Lancée le 26 juin sur la plateforme de l’Assemblée nationale, la pétition dénonçant la proposition de loi sur la présomption de légitimité des tirs des policiers a marqué un tournant avec plus de 500 000 signatures. Cette mobilisation, souvent perçue comme un 'permis de tuer', pourrait ouvrir un débat crucial au sein de l’Assemblée nationale.
Il s’agit seulement de la troisième initiative à franchir le seuil des 500 000 signatures, rejoignant les controverses entourant la loi Duplomb et la loi Yadan. En moins de deux semaines, plus de 530 000 personnes ont exprimé leur désaccord avec cette proposition législative.
Adoptée le 7 juillet par un vote de 313 voix contre 199, la loi portée par le député LR Éric Pauget stipule que les forces de l’ordre, en cas d’utilisation de leur arme dans le cadre défini par le Code de la sécurité intérieure, sont présumées avoir agi dans la légalité. Soutenue par le gouvernement, cette réforme continue de susciter des remous et son examen se poursuit au Sénat.
Les défenseurs de cette loi estiment qu'elle permettra d'épargner les forces de l’ordre d'une suspicion systématique après un tir. Le ministre de l’Intérieur, Laurent Nuñez, a assuré que la présomption d'innocence peut être contestée dès le début de l'enquête, affirmant que ce texte ne vise pas à instaurer une irresponsabilité pénale.
Inversement, les opposants craignent que cela inverse la charge de la preuve, plaçant la responsabilité de prouver l’illégalité d’un tir sur les victimes ou leurs proches. Cette crainte alimente les accusations, comme celle de Jean-Luc Mélenchon qui dénonce un 'permis de tuer'. Olivier Faure, quant à lui, indique que ces mesures rappellent des pratiques d'un autre temps, notamment soutenues par le fondateur du Front national, Jean-Marie Le Pen.
Les 500 000 signatures garantissent-elles un débat ?

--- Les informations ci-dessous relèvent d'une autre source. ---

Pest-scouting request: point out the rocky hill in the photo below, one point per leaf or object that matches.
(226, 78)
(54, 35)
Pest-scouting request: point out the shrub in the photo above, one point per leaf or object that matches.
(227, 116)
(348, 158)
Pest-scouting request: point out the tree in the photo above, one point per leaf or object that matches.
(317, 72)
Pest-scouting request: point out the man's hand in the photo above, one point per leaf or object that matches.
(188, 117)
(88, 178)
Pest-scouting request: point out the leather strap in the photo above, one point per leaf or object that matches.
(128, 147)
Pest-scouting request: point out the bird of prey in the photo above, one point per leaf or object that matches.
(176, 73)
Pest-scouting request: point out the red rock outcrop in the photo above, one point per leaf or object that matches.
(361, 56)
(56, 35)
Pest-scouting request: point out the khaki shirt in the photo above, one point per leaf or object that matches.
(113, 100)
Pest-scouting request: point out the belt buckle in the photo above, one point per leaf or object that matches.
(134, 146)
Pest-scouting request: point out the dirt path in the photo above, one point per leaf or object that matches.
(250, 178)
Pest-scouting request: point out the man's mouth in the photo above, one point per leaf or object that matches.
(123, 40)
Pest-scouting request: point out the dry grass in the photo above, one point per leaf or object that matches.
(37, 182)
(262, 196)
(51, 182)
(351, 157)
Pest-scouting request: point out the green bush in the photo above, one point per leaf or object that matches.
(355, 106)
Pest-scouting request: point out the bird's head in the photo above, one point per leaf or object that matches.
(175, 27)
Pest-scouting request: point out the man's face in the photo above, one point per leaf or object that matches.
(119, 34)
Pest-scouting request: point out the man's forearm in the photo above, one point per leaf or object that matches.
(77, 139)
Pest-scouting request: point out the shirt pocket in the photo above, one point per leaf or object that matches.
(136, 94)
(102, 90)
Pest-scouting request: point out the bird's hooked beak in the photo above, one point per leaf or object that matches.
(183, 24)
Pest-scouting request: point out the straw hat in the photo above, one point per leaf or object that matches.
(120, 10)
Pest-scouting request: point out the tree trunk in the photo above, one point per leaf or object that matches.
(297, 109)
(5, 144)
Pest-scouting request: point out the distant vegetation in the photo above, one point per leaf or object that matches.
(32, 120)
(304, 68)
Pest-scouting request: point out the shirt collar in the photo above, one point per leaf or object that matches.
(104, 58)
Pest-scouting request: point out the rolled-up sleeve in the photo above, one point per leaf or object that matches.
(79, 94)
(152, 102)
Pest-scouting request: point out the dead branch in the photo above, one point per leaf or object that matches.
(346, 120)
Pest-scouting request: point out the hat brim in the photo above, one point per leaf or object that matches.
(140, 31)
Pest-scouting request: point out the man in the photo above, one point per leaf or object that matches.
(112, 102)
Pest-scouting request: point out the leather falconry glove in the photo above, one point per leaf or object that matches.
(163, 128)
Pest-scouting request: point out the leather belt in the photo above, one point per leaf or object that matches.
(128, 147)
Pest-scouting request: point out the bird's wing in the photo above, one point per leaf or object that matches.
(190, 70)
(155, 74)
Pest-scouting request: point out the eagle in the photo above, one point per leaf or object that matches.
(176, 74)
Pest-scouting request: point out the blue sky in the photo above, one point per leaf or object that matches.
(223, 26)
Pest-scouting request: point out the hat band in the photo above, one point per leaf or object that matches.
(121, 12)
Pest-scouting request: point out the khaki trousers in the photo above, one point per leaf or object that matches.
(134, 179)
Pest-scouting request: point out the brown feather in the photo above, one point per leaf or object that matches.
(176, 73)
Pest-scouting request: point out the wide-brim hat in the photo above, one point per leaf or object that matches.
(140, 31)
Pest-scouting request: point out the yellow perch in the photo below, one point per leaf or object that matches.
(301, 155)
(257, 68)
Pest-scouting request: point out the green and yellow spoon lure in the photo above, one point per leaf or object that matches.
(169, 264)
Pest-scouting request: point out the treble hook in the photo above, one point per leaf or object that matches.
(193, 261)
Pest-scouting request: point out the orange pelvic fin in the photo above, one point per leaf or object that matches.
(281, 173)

Franchir le seuil des 500 000 signatures est une étape significative, mais ne garantit pas un débat parlementaire. Conformément aux règles de l’Assemblée nationale, atteindre ce cap permettrait à la Conférence des présidents d'examiner la possibilité d’inscrire la pétition à l’ordre du jour, donnant ainsi le dernier mot aux présidents des groupes politiques.

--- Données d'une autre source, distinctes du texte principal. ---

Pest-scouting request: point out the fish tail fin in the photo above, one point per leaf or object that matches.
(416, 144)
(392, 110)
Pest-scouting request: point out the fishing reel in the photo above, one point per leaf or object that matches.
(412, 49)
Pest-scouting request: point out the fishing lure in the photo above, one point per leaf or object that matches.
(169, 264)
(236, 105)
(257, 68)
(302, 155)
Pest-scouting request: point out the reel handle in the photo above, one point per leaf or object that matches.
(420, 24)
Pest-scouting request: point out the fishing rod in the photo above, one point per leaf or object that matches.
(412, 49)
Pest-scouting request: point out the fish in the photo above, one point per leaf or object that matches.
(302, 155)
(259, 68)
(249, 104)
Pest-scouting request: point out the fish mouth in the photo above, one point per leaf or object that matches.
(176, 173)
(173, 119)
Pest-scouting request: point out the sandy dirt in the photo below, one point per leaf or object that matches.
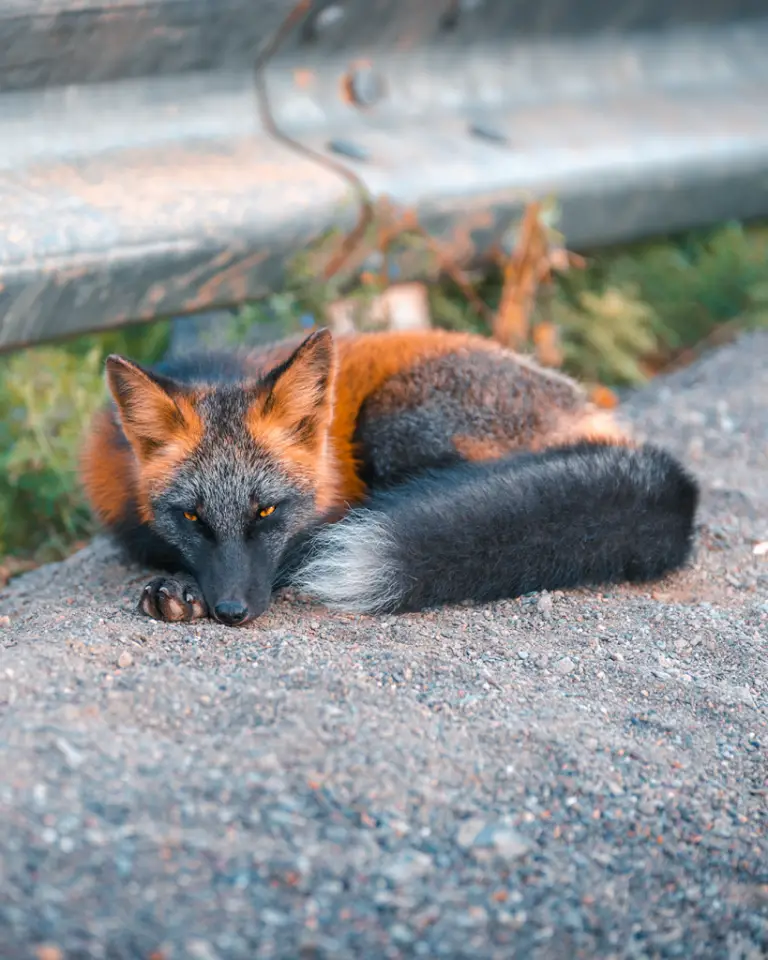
(567, 775)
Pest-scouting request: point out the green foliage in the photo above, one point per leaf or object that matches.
(629, 305)
(690, 284)
(47, 396)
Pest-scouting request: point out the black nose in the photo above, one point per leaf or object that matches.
(231, 612)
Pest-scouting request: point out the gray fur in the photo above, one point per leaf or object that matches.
(354, 564)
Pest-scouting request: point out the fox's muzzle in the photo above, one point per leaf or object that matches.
(237, 582)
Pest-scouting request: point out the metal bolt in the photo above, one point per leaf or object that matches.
(363, 86)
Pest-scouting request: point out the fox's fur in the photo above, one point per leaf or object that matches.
(405, 470)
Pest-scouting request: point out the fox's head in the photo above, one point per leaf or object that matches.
(227, 474)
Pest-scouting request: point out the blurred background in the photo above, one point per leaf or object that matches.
(587, 182)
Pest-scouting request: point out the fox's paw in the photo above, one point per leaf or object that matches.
(172, 599)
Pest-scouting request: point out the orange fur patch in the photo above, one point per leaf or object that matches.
(107, 470)
(595, 426)
(292, 419)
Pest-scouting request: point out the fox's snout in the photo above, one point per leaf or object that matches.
(231, 612)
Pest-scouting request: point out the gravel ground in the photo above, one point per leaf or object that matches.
(566, 775)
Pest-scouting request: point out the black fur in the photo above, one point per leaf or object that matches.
(567, 517)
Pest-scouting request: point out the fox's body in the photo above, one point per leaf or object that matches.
(314, 428)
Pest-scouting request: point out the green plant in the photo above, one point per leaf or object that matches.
(47, 396)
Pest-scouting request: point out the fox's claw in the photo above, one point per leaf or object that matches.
(172, 599)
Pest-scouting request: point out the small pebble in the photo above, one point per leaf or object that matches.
(565, 665)
(545, 605)
(48, 951)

Si un débat a lieu, il ne donnerait pas lieu à un vote. Les pétitions citoyennes, bien qu'elles n’apportent pas la possibilité d’abroger ou de suspendre une loi, agissent comme un levier d'influence. À titre d'exemple, la pétition contre la loi Yadan a atteint 700 000 signatures et a contribué à son retrait avant même le vote à l'Assemblée, comme rapporté par RTL.